Apropriar-se do curso das coisas é resignar-se a perdê-las, sabe-o bem o poeta, para quem o texto é o lugar da significação e da morte, até chegar ao ponto “onde é tudo moído/no almofariz do ouro”. É o que se pode ler de várias formas e em poemas muito distintos como os de “Selo de Minas”, em Claro enigma (1951) (“Toda história é remorso”, conclui o poeta) ou em “Estrambote melancólico”, de Fazendeiro do ar (1954), “Documentário” e “(In)memória”, da série de Boitempo (1968), entre inúmeros outros.

A tensão entre presença e ausência, inerente à constituição da imagem enquanto tal, configura a escrita poética como um movimento de dupla aproximação: ao que está distante no tempo, ao que está longe no espaço — rastros da experiência individual e social tornada matéria de memória e poesia.

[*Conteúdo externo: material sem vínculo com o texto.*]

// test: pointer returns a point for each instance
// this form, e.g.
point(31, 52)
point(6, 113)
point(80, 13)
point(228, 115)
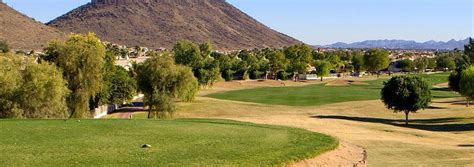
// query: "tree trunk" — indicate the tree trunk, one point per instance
point(467, 102)
point(149, 112)
point(406, 117)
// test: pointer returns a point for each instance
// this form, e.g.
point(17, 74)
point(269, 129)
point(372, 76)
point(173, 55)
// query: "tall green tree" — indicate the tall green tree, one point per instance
point(161, 81)
point(445, 62)
point(4, 48)
point(421, 64)
point(406, 65)
point(300, 56)
point(358, 62)
point(454, 80)
point(227, 65)
point(376, 60)
point(206, 49)
point(123, 87)
point(203, 65)
point(469, 50)
point(406, 94)
point(187, 53)
point(31, 90)
point(323, 68)
point(277, 62)
point(81, 59)
point(466, 84)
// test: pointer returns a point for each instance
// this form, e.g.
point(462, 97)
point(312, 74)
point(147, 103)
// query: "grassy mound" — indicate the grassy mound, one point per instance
point(180, 142)
point(318, 94)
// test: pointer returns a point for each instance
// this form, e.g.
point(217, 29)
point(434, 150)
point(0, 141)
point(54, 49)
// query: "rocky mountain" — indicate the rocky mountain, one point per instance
point(403, 44)
point(160, 23)
point(22, 32)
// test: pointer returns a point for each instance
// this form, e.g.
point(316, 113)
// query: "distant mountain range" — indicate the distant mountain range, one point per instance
point(402, 44)
point(160, 23)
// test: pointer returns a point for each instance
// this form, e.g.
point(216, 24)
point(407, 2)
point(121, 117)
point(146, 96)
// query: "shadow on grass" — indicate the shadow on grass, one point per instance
point(438, 125)
point(128, 109)
point(466, 145)
point(441, 89)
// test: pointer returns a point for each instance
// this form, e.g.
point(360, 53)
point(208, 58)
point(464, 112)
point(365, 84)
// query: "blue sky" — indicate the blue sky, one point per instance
point(329, 21)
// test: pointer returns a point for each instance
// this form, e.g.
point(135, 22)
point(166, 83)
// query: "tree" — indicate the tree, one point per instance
point(323, 68)
point(466, 84)
point(203, 66)
point(206, 49)
point(406, 65)
point(406, 94)
point(469, 50)
point(376, 60)
point(31, 90)
point(358, 62)
point(277, 62)
point(162, 81)
point(421, 64)
point(4, 48)
point(81, 59)
point(454, 80)
point(123, 87)
point(188, 54)
point(209, 73)
point(300, 56)
point(226, 63)
point(445, 62)
point(43, 92)
point(10, 79)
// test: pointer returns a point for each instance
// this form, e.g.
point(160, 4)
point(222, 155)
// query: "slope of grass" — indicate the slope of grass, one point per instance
point(194, 142)
point(318, 94)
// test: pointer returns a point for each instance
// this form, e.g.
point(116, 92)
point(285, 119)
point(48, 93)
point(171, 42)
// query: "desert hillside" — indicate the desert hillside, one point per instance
point(160, 23)
point(22, 32)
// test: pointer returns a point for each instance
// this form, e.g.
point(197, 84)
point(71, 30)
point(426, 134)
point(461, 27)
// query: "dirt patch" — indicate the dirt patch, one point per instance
point(343, 82)
point(255, 83)
point(345, 155)
point(442, 85)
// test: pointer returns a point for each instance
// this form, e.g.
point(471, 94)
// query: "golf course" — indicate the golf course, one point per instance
point(440, 135)
point(287, 126)
point(172, 142)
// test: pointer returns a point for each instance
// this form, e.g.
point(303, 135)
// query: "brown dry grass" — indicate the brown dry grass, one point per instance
point(440, 136)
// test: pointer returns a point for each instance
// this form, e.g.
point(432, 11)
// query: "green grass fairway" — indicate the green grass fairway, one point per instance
point(183, 142)
point(319, 94)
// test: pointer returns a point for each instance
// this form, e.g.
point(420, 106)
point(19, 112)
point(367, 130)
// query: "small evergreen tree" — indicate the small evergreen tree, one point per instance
point(406, 94)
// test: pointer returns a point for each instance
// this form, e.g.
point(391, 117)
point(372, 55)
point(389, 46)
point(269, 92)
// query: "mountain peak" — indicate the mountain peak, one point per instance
point(23, 32)
point(161, 23)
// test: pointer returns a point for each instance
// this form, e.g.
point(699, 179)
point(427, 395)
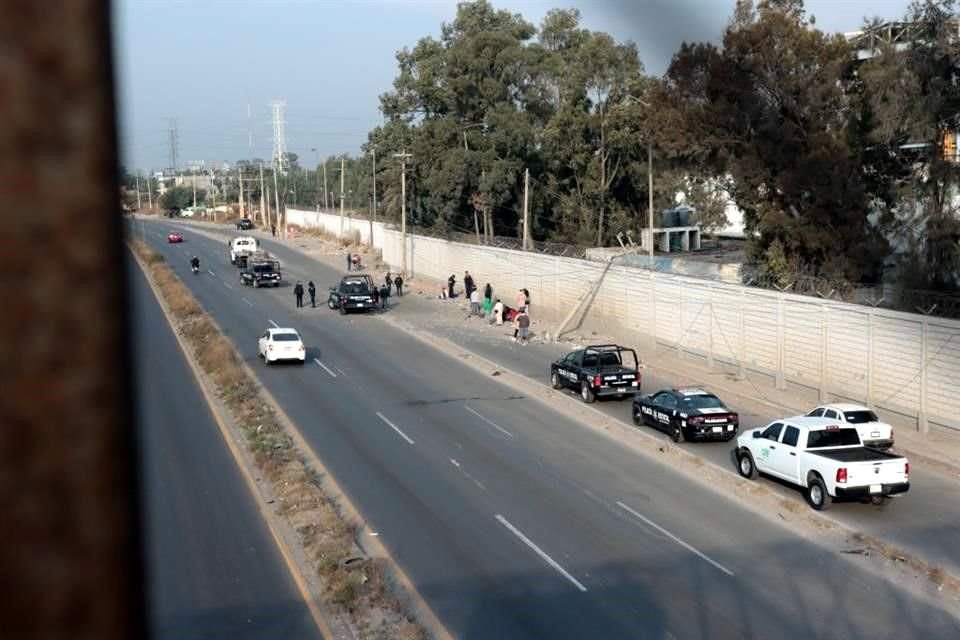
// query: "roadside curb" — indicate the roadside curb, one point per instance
point(933, 582)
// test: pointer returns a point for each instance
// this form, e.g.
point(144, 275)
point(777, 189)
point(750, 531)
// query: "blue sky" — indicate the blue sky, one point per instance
point(205, 61)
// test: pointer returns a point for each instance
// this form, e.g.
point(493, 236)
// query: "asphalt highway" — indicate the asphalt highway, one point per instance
point(512, 519)
point(213, 569)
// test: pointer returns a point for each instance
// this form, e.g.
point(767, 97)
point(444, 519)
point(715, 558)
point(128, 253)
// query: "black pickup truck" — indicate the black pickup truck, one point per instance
point(261, 273)
point(356, 292)
point(598, 371)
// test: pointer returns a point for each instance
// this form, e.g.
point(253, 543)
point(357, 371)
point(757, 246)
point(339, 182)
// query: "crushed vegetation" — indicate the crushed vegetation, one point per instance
point(362, 589)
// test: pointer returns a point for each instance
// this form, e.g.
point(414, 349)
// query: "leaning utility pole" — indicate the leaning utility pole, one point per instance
point(326, 204)
point(264, 201)
point(276, 199)
point(342, 162)
point(240, 198)
point(526, 209)
point(403, 155)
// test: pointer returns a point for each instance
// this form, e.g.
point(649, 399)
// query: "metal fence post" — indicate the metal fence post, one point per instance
point(824, 342)
point(780, 378)
point(742, 358)
point(923, 426)
point(710, 332)
point(870, 315)
point(653, 309)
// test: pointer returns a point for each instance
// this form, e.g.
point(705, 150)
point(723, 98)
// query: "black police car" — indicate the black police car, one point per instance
point(687, 414)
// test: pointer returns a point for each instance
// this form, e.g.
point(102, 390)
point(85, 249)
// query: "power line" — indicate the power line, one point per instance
point(279, 136)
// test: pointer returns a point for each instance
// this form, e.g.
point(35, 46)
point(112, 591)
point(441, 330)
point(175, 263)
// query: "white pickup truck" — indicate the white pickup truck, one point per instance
point(873, 433)
point(242, 246)
point(825, 458)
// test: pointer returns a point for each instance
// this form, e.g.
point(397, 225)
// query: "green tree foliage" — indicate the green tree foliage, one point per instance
point(180, 198)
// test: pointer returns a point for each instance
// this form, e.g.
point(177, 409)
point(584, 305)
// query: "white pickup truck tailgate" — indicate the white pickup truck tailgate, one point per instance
point(862, 474)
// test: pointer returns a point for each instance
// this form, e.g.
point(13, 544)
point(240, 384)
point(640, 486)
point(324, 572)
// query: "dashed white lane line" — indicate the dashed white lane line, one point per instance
point(540, 552)
point(683, 544)
point(394, 427)
point(325, 367)
point(490, 422)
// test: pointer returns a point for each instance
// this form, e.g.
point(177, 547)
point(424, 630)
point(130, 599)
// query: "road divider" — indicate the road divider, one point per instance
point(348, 597)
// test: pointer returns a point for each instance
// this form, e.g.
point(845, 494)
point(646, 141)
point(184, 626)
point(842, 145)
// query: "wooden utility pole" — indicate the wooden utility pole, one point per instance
point(264, 201)
point(342, 195)
point(276, 192)
point(240, 198)
point(326, 204)
point(526, 209)
point(403, 155)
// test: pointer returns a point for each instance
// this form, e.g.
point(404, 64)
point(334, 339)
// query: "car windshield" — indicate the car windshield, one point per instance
point(860, 417)
point(705, 401)
point(832, 438)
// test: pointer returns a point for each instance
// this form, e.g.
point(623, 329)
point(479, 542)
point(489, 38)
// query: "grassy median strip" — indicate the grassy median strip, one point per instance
point(361, 590)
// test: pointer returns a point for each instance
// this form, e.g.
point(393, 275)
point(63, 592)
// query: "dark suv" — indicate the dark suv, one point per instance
point(353, 292)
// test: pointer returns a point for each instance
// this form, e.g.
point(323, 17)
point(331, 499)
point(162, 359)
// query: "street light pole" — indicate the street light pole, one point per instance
point(403, 155)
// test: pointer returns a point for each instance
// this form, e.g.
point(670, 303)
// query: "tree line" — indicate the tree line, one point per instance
point(836, 159)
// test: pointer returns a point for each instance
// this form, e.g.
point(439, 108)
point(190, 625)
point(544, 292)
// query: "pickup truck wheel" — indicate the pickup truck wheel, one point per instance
point(817, 495)
point(555, 380)
point(586, 392)
point(746, 465)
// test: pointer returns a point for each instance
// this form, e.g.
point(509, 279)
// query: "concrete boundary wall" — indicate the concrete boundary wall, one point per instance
point(900, 362)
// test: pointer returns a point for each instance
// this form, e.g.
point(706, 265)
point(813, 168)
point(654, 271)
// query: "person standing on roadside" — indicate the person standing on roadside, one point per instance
point(474, 303)
point(384, 294)
point(523, 325)
point(468, 285)
point(298, 292)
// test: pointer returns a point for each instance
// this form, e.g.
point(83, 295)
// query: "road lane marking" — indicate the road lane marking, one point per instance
point(540, 552)
point(394, 427)
point(490, 422)
point(683, 544)
point(325, 367)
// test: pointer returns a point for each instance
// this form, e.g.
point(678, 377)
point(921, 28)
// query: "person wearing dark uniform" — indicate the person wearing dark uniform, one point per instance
point(298, 292)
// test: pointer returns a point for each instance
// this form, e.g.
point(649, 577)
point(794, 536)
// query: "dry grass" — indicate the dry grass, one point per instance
point(364, 592)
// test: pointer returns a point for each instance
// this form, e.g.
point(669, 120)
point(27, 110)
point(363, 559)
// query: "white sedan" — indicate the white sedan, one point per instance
point(281, 344)
point(873, 433)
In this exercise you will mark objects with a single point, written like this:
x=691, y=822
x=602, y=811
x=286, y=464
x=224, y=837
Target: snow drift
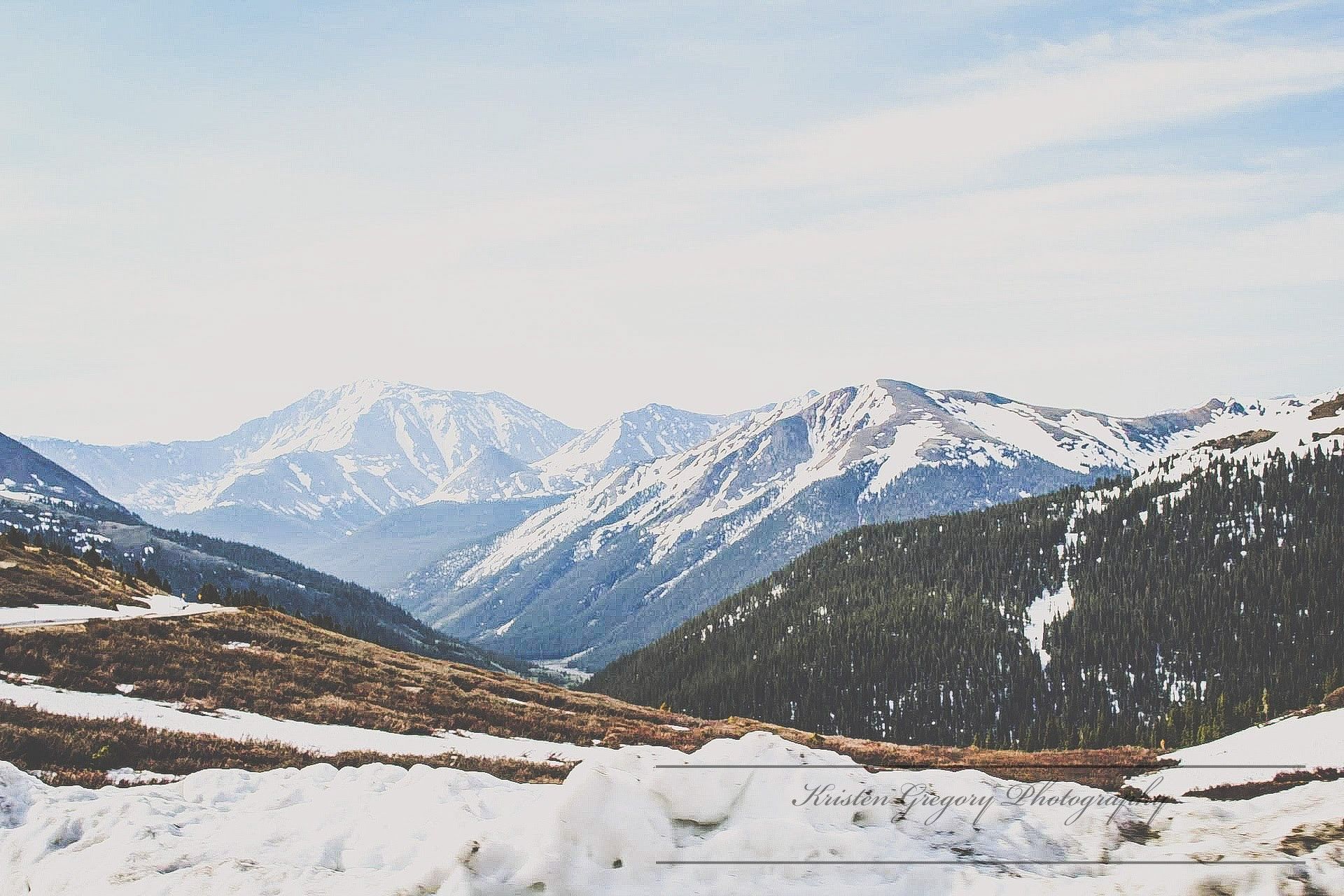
x=620, y=818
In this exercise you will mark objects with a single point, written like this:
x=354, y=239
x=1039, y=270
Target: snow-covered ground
x=1292, y=743
x=302, y=735
x=49, y=614
x=622, y=824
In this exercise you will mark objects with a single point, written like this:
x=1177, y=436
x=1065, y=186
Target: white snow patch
x=48, y=614
x=1310, y=742
x=379, y=830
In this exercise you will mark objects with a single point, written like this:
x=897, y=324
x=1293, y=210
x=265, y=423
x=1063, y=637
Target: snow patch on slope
x=619, y=818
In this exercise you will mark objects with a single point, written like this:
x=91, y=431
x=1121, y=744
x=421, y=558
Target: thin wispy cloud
x=806, y=195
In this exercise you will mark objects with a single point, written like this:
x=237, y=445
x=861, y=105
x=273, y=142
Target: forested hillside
x=1189, y=606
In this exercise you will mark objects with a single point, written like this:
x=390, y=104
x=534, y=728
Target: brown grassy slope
x=33, y=575
x=292, y=669
x=84, y=750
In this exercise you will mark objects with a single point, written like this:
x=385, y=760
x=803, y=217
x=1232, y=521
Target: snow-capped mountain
x=323, y=466
x=27, y=477
x=648, y=546
x=635, y=437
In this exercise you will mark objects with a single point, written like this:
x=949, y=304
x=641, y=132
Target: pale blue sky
x=213, y=209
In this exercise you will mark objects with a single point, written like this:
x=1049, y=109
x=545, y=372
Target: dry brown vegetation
x=292, y=669
x=81, y=751
x=31, y=575
x=1240, y=441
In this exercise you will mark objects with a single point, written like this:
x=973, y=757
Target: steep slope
x=382, y=554
x=326, y=465
x=185, y=562
x=648, y=546
x=493, y=492
x=635, y=437
x=1199, y=597
x=29, y=477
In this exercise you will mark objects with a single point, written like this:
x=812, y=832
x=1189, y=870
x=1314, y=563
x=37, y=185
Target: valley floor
x=320, y=764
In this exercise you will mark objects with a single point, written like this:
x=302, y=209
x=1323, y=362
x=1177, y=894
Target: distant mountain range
x=321, y=468
x=625, y=559
x=1199, y=597
x=46, y=500
x=504, y=527
x=349, y=479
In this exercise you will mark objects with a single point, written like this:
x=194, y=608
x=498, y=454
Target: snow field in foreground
x=382, y=830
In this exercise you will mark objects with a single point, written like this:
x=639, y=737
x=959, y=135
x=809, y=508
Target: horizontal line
x=971, y=766
x=976, y=862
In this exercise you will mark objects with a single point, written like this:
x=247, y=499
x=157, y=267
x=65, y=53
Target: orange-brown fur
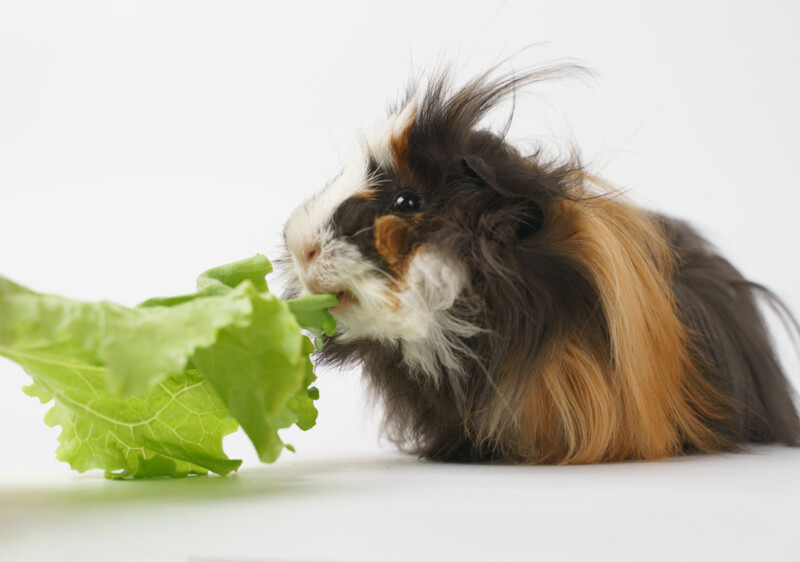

Rastros são vestígios de passagens, mas que permanecem como restos que remetem a dois registros temporais heterogêneos. Para poder funcionar como substituto, um rastro deve ser um sinal deixado por alguma coisa, sendo algo presente, cujo contexto passado não existe mais. Além disso, o rastro existe apenas para quem considera tal sinal como signo presente de uma coisa ausente, como vestígio de uma passagem que também não existe mais. Seguir um rastro, ou escrever poemas, significa efetuar a mediação entre o não-mais da passagem e o ainda do signo.

A poesia de Drummond realiza esse delicado e firme movimento da linguagem em direção ao outro em que o poeta se desdobra e que encontra no leitor sua imagem multiplicada. Configura-se, enfim, como enigma que “a máquina do mundo” continua a nos propor sem cessar. Ou como a lembrança-clarão do cometa de Halley, visto na infância, “iluminando de ponta a ponta/a noite da vida”.